The crucial information on the revocation was made known to the court before judgment was entered. We have never held and are not now disposed to hold that a beer board that has issued permits in violation of its 2,000 ft. ordinance, may wait until after a final judgment is entered awarding a permit to a plaintiff who relies upon the invalidation of the 2,000 ft. ordinance because of the board’s discrimination in its enforcement, then set about to revoke the offending permits, wait until 30 days has expired following entry of the judgment in favor of the plaintiff, and then seek to set aside that final judgment through a resort to Rule 60.02 and, in effect make the revocation retroactive to the time of trial so as to serve as a basis for denying a permit to the plaintiff. Here, the revocation on November 7, 1984, is *897ineffective to invalidate the judgment for the plaintiff entered on October 16, 1984. These cases, as any others, are to be tried on the facts and law existing at the time of the trial, not upon radical changes in the facts and the law occurring after trial and, as in this case, even after the judgment has become final.

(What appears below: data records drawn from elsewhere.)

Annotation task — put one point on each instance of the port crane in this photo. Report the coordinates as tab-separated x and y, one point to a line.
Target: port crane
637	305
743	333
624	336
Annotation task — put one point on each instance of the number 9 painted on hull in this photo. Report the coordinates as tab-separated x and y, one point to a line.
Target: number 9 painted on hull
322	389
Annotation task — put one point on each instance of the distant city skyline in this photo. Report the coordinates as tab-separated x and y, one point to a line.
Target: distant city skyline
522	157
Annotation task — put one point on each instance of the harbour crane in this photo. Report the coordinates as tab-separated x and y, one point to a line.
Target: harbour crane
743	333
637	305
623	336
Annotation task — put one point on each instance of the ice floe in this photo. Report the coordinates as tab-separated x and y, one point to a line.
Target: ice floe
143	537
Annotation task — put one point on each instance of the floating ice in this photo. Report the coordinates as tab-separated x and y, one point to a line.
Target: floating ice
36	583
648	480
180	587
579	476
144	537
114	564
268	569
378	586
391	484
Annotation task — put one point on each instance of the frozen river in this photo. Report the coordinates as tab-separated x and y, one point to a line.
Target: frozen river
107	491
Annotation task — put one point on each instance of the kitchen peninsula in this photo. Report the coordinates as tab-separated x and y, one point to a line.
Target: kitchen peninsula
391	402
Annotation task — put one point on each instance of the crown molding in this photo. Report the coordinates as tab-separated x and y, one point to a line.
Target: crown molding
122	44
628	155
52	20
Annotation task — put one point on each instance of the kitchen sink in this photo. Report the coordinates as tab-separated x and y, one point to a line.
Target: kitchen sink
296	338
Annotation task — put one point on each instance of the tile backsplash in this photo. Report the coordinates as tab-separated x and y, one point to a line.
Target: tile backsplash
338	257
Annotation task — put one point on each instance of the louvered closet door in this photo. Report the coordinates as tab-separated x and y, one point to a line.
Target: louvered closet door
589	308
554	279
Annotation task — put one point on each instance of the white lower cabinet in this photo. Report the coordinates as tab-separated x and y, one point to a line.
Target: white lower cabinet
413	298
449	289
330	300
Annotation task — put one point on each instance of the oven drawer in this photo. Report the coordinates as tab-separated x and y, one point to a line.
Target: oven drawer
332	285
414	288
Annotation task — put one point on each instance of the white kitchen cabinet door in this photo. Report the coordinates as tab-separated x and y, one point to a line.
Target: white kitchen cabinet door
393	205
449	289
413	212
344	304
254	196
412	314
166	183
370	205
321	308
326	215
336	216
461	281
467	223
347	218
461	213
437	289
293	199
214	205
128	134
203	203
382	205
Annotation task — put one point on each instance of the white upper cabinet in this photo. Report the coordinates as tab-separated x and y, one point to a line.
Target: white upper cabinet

For the same reasons, the defendants’ attempt by a motion under Rule 14, Tennessee Rules of Appellate Procedure, to have us consider as a “Post Judgment Fact,” the November 7 revocation as ground for setting aside the final judgment entered October 16, 1984, is without merit. The principal issue for trial in the trial court was whether or not the defendant board had issued beer permits in violation of its 2,000 ft. ordinance and, for that reason, was prohibited by the constitutional principle of equal protection of the law to deny the plaintiff a permit for the sale of beer within 2,000 ft. of a place of public gathering. The proof showed that such an offending permit had been issued to the 107 Package Store which had been in operation approximately seven years at the time of this hearing. Accordingly, the trial court held that the board could not invoke the 2,000 ft. ordinance against the plaintiff and ordered that permits be issued to plaintiff. After that final judgment was entered on October 16,1984, the revocation of the offending permit on November 7, 1984, came too late to affect that judgment. Thus, the November 7 revocation is not a fact “concerning the action” that the Court should notice under Rule 14 which provides:

“(a) The Supreme Court, Court of Appeals, and Court of Criminal Appeals on its motion or on motion of a party may consider facts concerning the action that occurred after judgment.”

The Advisory Commission Comment to Rule 14 is as follows:

“Although the appellate court should generally consider only those facts established at trial, it occasionally is necessary for the appellate court to be advised of matters arising after judgment. These facts, unrelated to the merits and not genuinely disputed, are necessary to keep the record up to date. This rule gives the appellate court discretion to consider such facts. This rule is not intended to permit a retrial in the appellate court.”

The judgment appealed from is reversed and this cause is remanded to the trial court for enforcement of its judgment entered on October 16, 1984. Costs incurred upon appeal are taxed against the defendants-appellees.

COOPER, C.J., and FONES, J., concur. DROWOTA, J., filing separate concurring opinion in which HARBÍSON, J., concurs.

. It is indicated in the record, however, that this attempted revocation was later reversed by court action on the ground of “hardship" to the owner of the 107 Package Store and that that permit is still outstanding in violation of the “2,000 foot rule."